Monsignor James Barta, vicar general of the Diocese of Dubuque, said the diocese was pushed to quicker action after the growing outcry over Ashley Fahey.

The town of McGregor is dotted with pink ribbons for Ashley, said Lora Knott, who is a registered nurse. The Knotts say their daughter's personality suddenly changed after attending a mission retreat in Dubuque the week before she was scheduled to attend college.

She had been a high-spirited and active high-schooler, involved in Girls State and 4-H, earning nearly a 4.0 grade-point average, and three times earning a trip to the state track meet, they said.

On the day she told her parents of the new plans, they say her face was emotionless and she spoke in monotone. She said she was giving up her car and her scholarship and following her calling. She said she had to do it or she would be corrupted by Satan.

They knew Ashley had been attending the group's meetings in Dubuque with her biological father, Ron Fahey, who couldn't be reached for comment. But they had assumed the meetings were sanctioned by the Catholic Church. Only after Ashley was gone did they begin a deeper investigation.

They contacted others who said their loved ones had cut off all contact after joining the mission.

Donna Backstrom of Davenport has been investigating the group for 19 months, since her 25-year-old niece joined the "convent."

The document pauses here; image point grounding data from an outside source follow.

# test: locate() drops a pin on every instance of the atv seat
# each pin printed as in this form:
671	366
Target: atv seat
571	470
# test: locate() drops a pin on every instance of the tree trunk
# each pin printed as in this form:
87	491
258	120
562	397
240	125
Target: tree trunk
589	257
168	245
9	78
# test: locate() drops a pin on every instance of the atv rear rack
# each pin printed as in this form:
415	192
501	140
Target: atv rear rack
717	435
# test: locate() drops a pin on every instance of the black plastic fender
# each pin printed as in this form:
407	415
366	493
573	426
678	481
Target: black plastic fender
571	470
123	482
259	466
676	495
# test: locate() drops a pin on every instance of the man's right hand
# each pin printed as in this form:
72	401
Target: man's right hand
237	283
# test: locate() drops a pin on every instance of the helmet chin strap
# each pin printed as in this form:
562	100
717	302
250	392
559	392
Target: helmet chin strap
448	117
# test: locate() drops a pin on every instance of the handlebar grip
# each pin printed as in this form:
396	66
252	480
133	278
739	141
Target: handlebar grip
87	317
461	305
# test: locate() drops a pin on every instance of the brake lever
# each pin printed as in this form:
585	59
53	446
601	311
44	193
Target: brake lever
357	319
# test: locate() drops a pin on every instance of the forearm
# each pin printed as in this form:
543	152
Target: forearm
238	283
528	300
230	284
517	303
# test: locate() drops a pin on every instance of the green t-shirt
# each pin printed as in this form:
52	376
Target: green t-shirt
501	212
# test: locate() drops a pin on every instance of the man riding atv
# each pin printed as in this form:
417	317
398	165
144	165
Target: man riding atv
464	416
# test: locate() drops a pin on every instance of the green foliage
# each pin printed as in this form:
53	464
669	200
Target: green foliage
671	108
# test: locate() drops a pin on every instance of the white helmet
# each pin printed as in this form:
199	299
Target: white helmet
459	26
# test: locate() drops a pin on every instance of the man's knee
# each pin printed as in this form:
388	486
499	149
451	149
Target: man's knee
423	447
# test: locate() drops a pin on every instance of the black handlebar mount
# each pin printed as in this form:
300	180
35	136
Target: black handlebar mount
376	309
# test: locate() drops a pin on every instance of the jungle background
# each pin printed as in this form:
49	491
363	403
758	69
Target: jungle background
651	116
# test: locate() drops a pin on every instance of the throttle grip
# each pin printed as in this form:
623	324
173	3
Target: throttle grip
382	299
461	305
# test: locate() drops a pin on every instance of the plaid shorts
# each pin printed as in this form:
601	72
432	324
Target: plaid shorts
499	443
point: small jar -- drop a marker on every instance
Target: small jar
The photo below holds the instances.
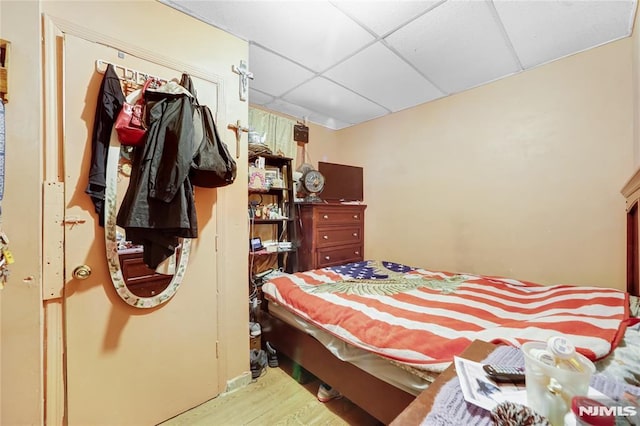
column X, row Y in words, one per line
column 556, row 407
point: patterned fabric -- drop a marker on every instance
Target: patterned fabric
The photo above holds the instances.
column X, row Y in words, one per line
column 424, row 318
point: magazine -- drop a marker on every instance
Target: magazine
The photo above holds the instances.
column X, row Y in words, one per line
column 480, row 390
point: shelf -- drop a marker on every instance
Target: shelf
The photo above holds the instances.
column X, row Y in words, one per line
column 271, row 191
column 265, row 252
column 269, row 221
column 282, row 229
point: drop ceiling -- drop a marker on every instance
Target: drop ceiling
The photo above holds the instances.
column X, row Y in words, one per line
column 340, row 63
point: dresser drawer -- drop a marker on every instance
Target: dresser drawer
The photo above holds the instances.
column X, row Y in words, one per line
column 331, row 236
column 338, row 216
column 337, row 255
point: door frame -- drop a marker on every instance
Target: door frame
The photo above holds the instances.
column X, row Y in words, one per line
column 53, row 278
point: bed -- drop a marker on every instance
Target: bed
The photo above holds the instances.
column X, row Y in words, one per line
column 380, row 332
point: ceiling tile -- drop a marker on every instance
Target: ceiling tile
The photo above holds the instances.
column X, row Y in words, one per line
column 259, row 98
column 313, row 33
column 545, row 31
column 384, row 16
column 273, row 74
column 374, row 73
column 325, row 97
column 457, row 45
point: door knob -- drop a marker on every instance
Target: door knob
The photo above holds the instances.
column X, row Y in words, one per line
column 82, row 272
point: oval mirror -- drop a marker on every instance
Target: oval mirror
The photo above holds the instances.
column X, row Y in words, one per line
column 134, row 282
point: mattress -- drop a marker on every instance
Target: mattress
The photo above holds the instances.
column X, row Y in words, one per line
column 423, row 318
column 410, row 380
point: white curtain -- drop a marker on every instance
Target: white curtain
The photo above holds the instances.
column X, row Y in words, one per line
column 274, row 131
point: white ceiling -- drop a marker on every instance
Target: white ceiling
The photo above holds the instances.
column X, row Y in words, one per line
column 339, row 63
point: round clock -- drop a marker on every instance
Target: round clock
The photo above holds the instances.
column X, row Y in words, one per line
column 313, row 184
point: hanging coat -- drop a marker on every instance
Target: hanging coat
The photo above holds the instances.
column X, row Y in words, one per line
column 110, row 100
column 158, row 207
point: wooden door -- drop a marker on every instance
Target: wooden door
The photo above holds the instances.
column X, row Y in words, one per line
column 126, row 365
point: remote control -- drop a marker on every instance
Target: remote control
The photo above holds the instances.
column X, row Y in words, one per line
column 504, row 373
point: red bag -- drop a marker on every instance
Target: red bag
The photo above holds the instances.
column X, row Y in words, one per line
column 130, row 124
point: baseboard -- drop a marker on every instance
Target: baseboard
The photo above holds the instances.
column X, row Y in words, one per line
column 238, row 382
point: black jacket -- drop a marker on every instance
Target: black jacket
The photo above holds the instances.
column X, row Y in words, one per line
column 110, row 100
column 158, row 207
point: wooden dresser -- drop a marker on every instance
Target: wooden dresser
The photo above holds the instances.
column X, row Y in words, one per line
column 332, row 234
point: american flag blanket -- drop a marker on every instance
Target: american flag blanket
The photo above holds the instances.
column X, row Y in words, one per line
column 424, row 318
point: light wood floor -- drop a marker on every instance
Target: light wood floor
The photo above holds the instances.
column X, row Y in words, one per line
column 276, row 398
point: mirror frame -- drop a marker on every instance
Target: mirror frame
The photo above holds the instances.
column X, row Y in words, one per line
column 113, row 261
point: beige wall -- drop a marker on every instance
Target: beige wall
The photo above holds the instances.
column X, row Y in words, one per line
column 518, row 178
column 151, row 26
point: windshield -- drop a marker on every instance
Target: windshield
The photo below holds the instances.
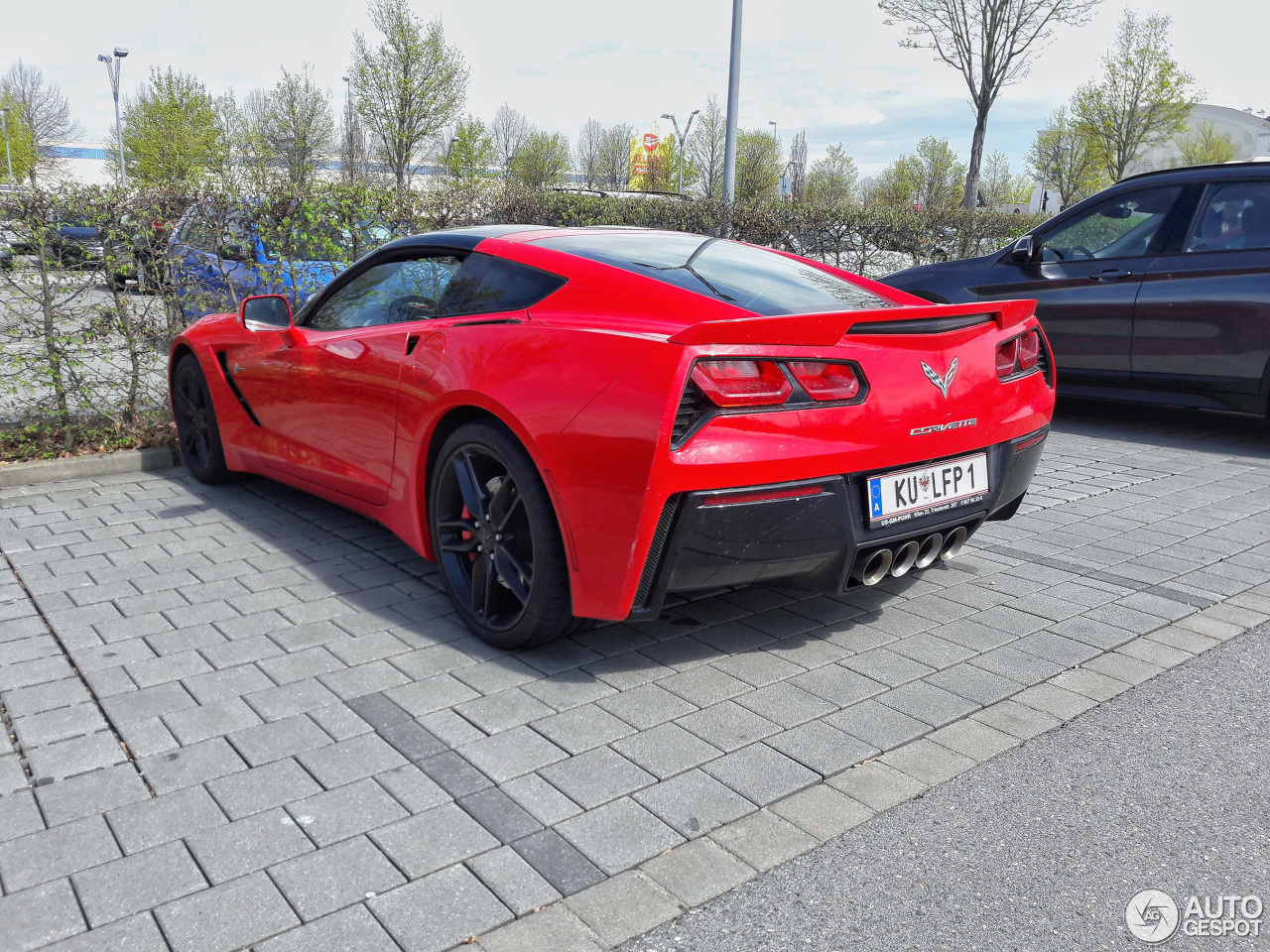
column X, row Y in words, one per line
column 748, row 277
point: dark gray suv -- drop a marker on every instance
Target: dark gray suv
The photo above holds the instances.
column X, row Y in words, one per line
column 1155, row 290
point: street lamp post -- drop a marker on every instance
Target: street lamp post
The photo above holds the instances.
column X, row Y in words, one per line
column 112, row 68
column 4, row 116
column 454, row 139
column 729, row 153
column 681, row 140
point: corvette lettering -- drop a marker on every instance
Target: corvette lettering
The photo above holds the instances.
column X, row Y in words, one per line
column 942, row 426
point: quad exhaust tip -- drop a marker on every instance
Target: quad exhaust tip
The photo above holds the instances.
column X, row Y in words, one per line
column 952, row 547
column 912, row 555
column 931, row 547
column 905, row 558
column 876, row 566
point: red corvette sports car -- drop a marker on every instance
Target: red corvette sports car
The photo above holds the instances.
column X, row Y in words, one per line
column 575, row 421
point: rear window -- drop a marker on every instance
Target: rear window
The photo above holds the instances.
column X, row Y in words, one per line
column 488, row 285
column 758, row 281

"They prey on the vulnerable," she said. "If you look at the people involved, it fills a void in their life. Yet they become detached from their families."

Like others, including The Des Moines Register, she has called the group's Chicago telephone number countless times and left messages that were never returned.

"They do a helluva job of brainwashing," said Jerry Pins of Dubuque, who says 11 family members are in the mission, including his daughter, son-in-law and five grandchildren. "They tell them they will all go to hell if they leave."

Another daughter, Laura Droeske of Cuba City, Wis., said she attended many meetings and a retreat but smelled a rat.

After her husband lost his job and she lost a baby, she was looking for direction in her life, she said. The group soothed her and made her feel welcome. Then they began to work on her.

"They told me I was self-centered and questioned what god I was praying to," she said. "They like to nicely insult you. They strip away your self-confidence."

Mission members say such criticism is persecution.

"We are just people getting together to understand God's holy will," said Jan Imhof, 57, of Dubuque.

Members traveled to Rome 2 1/2 years ago, Vogt said, to persuade the Roman Catholic Church to allow them to become an order. He was told that they needed to support themselves financially. That's when they began to acquire rental property in Dubuque.

Vogt said the accusations of cult-like activities are a lie.

"Ashley is an adult and has the free will to lead her own way of life," he said. "She can leave at any time."

In a letter published in Sunday's Dubuque Telegraph Herald attributed to Ashley Fahey, she wrote that her decision was based on her "holy calling" and that her mother and stepfather "feel they have a better place for me than God."

The last time Lora Knott saw her daughter was Aug. 24 when she confronted McDonald and her daughter at the mission's Bellevue farm. She was accompanied by Sister Mary McCauley, pastoral administrator of St. Mary's Catholic Church in McGregor.

"Ashley just looked exhausted, and her voice was monotone," Lora Knott said.

McCauley said she had seen the same change in Ashley, whom she taught her in Catholic confirmation classes and knew as a vibrant, energetic person.

"I saw some red flags with this group," she said. "They emphasize sin and a threatening God. Ashley said she felt this call from God, and if she didn't respond, something terrible was going to happen to her. That's not my God."